Calsyntenin-3, a member of the calsyntenin family, is a neuronal cadherin-related protein that plays a pivotal role in the molecular dynamics of neural cells and synaptic function. Characterized by its involvement in the formation and maintenance of synaptic connections, calsyntenin-3 contributes to the intricate web of signaling that underpins neural communication and plasticity. As a transmembrane protein, it is integrated within the cellular architecture of neurons, facilitating interactions both within the cell and across the synaptic cleft. The expression of calsyntenin-3 is tightly regulated within the central nervous system, reflecting its significance in maintaining the delicate balance of neural activity. Given its foundational role in synaptic operations, the precise modulation of calsyntenin-3 levels is a subject of considerable interest, especially regarding the mechanisms that govern its expression.

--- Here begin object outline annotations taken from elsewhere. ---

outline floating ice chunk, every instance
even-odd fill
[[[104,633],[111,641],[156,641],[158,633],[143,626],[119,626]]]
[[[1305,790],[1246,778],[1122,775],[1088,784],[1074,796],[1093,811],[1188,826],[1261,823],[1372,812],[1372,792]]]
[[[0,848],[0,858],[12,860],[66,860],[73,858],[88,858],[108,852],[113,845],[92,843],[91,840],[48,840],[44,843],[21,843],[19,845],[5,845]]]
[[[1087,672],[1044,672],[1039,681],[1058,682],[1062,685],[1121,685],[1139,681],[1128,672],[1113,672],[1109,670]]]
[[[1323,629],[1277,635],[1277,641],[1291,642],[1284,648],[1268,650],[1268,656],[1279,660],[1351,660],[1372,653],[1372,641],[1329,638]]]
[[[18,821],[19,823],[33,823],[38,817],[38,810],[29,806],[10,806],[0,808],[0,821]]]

The regulation of calsyntenin-3 expression can be influenced by various chemical compounds, which, while not directly targeting the protein itself, can modulate its production at the transcriptional or translational level. Certain compounds can downregulate calsyntenin-3 by altering chromatin structure, affecting gene accessibility and the binding of transcription factors. Other chemicals may modify the methylation status of the gene's promoter region, indirectly leading to a reduction in gene expression. Some compounds that interfere with DNA replication and repair can also impact the transcription levels of calsyntenin-3 by causing DNA damage, which must be repaired before normal gene expression can resume. Additionally, inhibitors of RNA synthesis can reduce the overall mRNA output for calsyntenin-3, while other agents may decrease the translation of proteins that regulate its expression. These varied mechanisms demonstrate the complexity of cellular regulation and the multiple ways in which chemical intervention can affect gene expression pathways.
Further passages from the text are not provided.